While MTN has taken blow after blow, it seems as though the company is inline for another blow yet again. According to a report via thisdaylive.com, MTN Uganda has been ordered by the commercial court to pay the sum of Shs 2.3 billion (about $662,000 depending on the exchange rate) in damages to EzeeMoney Limited for, according to the report, “sabotaging its business.”
The report reveals that Justice Henry Peter Adonyo on November 6, 2015 also ordered MTN to stop acting in an unlawful and anti-competitive manner, which denies other businesses an opportunity to prosper.
The report adds that Justice Adonyo said MTN should pay Shs 800 million to EzeeMoney in general damages for loss of business.
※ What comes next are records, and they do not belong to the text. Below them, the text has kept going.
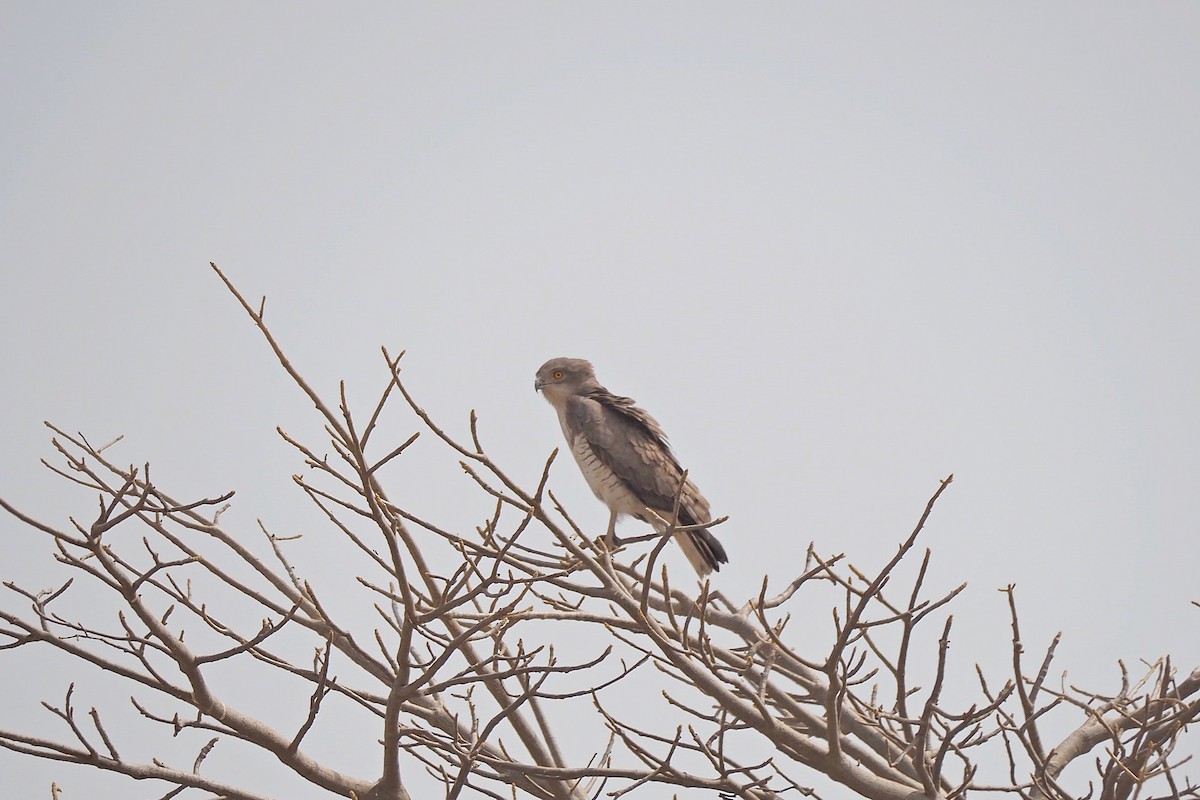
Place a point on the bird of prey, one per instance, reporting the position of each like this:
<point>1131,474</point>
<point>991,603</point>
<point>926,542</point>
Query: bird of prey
<point>625,458</point>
It should also pay a penalty of Shs 1.5 billion in punitive damages to deter not only MTN, but also warn other companies against noncompetitive business tactics.
According to the report EzeeMoney, an e-money business, had obtained a contract from MTN for the provision of digital transmission [E1] and 30 fixed telephone lines to carry out its mobile money business. However, in 2013 MTN cancelled the contract, saying EzeeMoney was a direct competitor to its mobile money business.
According to the report, the court had found that MTN coerced its agents to reject EzeeMoney. One witness according to thisdaylive.com, told the court that he was an MTN money agent and he was restricted from dealing with other firms in the same business by signing exclusivity agreement.
The Ugandan commercial court is the latest to impose a fine against the cell phone company.